Una primera sorpresa: al menos por el sur, llegábamos a la megalópolis por una zona verde y despejada hasta la misma ciudad, y en todo el recorrido hasta la estación de autobuses no vimos chabolas ni ciudades miseria como las que rodean todas las capitales de este lado del mundo, en las que se apiñan seres de mirada perdida, y serpentea una malgama de pavorosos peligros para el visitante inexperto. Luego comprobaríamos que por otras salidas de la ciudad las había, extensas y paupérrimas, pero México nos recibía con un agradable y saludable sabor que alejaba un poco los temores y aplacaba el nerviosismo que traíamos con nosotros. De la estación al centro viajamos en metro, y tampoco detecté la atmósfera peliaguda y punzante de tantas otras ciudades sudamericanas. Eran las 4 de la tarde, y en el metro no palpitaba un bullicio de vampiros, sino de gente sencilla que iba y venía de su trabajo. No había que confiarse, pero el susto se iba convirtiendo en risa, no era para tanto. Como todos los rincones que habíamos visto hasta entonces, se trataba de una ciudad impecablemente limpia, ordenada y civilizada, que en algunos aspectos recordaba a Madrid.







Nos bajamos en la estación del Zócalo, el centro neurálgico del antiguo Tenochtitlán, y después de la capital de Nueva España. La prueba de fuego podía llegar en el tramo a recorrer calles arriba en busca de pensión; pero de nuevo se quedaba en agua de borrajas, y un apacible ambiente urbanita nos acogía sin que atrajésemos las miradas. Algo cansados de lo cutre y cochambroso, nos decidimos por un alojamiento ligeramente más caro, pero limpio y cómodo, y en seguida salimos a caminar sin la arriesgada carga de nuestras mochilas. Todo parecía un mito: agradables calles repletas de gente, cafeterías y pastelerías alrededor de la legendaria calle Tacuba donde los trajeados profesionales tomaban un aperitivo después del trabajo; multitud de estudiantes curioseando en las librerías, y un regusto de ocasión especial flotando en el aire.

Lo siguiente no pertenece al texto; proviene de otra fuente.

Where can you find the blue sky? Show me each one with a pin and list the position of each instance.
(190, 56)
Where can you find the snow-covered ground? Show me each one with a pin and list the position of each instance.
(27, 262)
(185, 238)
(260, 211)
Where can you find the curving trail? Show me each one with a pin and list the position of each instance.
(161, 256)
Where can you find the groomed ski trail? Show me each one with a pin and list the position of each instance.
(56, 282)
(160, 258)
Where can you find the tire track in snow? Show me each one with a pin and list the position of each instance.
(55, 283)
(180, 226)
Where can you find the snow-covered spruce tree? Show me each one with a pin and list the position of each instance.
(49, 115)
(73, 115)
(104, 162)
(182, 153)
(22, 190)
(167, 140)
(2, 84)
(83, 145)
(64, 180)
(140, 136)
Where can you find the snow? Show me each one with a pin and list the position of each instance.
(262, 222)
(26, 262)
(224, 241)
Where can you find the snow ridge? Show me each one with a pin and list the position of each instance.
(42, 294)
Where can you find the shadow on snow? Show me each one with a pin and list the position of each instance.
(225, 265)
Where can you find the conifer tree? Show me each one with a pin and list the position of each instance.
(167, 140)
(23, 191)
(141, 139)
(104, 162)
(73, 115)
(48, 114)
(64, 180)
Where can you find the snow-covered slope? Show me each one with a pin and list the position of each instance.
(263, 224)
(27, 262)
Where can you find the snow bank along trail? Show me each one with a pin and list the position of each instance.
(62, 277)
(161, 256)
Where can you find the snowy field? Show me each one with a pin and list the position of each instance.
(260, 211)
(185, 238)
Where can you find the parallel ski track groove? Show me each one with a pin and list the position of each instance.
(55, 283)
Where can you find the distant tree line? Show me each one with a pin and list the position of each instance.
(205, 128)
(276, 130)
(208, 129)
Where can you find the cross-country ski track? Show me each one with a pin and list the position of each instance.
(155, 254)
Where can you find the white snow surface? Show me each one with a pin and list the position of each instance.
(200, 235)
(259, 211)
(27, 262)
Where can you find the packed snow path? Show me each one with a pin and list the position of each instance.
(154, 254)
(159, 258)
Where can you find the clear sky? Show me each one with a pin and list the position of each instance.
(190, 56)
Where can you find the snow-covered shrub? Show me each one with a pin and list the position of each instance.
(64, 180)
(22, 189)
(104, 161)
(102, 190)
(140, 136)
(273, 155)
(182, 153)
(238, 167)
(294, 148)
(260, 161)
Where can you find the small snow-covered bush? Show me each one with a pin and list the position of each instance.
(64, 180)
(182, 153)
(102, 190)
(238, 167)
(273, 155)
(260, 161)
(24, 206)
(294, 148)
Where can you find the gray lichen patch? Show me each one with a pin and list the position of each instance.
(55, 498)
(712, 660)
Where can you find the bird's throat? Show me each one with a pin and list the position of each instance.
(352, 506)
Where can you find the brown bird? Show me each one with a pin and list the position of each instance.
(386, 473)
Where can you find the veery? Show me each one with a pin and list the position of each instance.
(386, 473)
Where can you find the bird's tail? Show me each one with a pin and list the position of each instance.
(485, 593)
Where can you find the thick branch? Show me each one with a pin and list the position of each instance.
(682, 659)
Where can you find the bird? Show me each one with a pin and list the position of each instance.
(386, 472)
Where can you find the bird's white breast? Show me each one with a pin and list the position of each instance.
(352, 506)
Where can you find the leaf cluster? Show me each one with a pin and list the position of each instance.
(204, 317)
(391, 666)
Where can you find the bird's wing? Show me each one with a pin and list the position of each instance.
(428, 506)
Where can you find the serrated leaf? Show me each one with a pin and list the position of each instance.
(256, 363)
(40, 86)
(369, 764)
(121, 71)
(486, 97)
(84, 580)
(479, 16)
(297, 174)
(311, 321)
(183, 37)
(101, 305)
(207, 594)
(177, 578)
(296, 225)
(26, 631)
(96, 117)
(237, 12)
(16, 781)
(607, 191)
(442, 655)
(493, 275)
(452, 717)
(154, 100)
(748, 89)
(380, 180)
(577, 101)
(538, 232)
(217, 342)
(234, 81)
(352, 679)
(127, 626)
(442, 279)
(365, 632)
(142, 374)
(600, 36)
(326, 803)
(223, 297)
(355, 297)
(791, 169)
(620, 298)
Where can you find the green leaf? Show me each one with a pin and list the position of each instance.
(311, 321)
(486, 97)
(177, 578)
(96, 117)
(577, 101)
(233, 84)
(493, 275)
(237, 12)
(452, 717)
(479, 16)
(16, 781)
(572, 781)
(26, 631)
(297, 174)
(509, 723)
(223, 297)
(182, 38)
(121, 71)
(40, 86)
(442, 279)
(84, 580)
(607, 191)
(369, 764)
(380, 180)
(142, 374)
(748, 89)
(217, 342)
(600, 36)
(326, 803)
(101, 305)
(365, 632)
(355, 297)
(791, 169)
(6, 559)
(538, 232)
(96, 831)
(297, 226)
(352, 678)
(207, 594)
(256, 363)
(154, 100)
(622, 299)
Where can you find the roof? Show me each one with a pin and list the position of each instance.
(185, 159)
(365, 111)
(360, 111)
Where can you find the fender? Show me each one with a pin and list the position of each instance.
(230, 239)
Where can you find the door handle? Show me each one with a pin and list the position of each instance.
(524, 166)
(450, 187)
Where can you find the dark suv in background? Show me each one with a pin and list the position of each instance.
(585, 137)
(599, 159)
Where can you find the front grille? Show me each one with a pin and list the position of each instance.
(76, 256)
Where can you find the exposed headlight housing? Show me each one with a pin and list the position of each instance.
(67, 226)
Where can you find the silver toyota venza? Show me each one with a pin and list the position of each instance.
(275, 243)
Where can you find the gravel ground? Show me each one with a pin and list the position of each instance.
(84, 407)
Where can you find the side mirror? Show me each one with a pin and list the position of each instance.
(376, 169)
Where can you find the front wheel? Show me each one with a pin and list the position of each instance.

Cenamos en un garito familiar, disfrutando de dos tipos de aspecto canalla y bohemio, ya rozando la cincuentena en sus melenas cuidadas, que cantaban con una guitarra desgarradas canciones de amor, amenizando nuestra comida sin quererlo. Cuando se despidieron para marcharse, uno de ellos se disculpó por haber cantado tantas “fresitas”, como él las llamó. Le pregunté si es que estaba enamorado, y con una sonrisa nos dijo que, ¿cuándo no…?







De noche, en el Zócalo no disminuía la algarabía. Detrás de la catedral dos grupos de danza y percusión llenaban de ecos étnicos las oscuras ruinas del Templo Mayor azteca. Vestían con plumas y túnicas tratando de imitar a los antiguos Señores del lago Taxcoco, en un frenético baile rítmico colectivo que vencía el frío considerable que hacía desde que se ocultara el sol. Después sabríamos que se trataba de sectas milenaristas, que seguían un refrito de la religión de los antiguos pueblos mexicas, y que esperaban el supuesto fin del mundo anunciado por los mayas para el año 2012. Tras un buen rato observando sus estéticos movimientos, Susana preguntó a uno de ellos, sentado en unas bancadas alrededor de los danzantes. Decía ser profesor de biología en la UNAM, la Universidad Autónoma de México, pero no demostró mucha lucidez ni rigor en el rollo proselitista que nos contó, un revoltijo inconexo de ideas entre tradiciones mayas, pseudociencia, milenarismo del fin del mundo, y conceptos mal entendidos y peor hilados de física cuántica… Razonamientos del tipo “los mayas inventaron el cero; el cero y el uno son la base de la informática, luego los mayas regalaron al mundo la informática, y por tanto la robótica, la biomedicina,…” Cuánta gente no se verá desbordada por la aparente sabiduría de caraduras como éste; pero a mí lo que me daba era risa, eso sí, una risa algo acongojada, por saber lo fácil que es engatusar al prójimo prostituyendo conceptos de ciencia, siempre fuera del alcance de la mayoría de la gente. Entre tanto los danzantes seguían invocando a sus dioses al son de timbales, ocarinas, y conchas convertidas en tubas.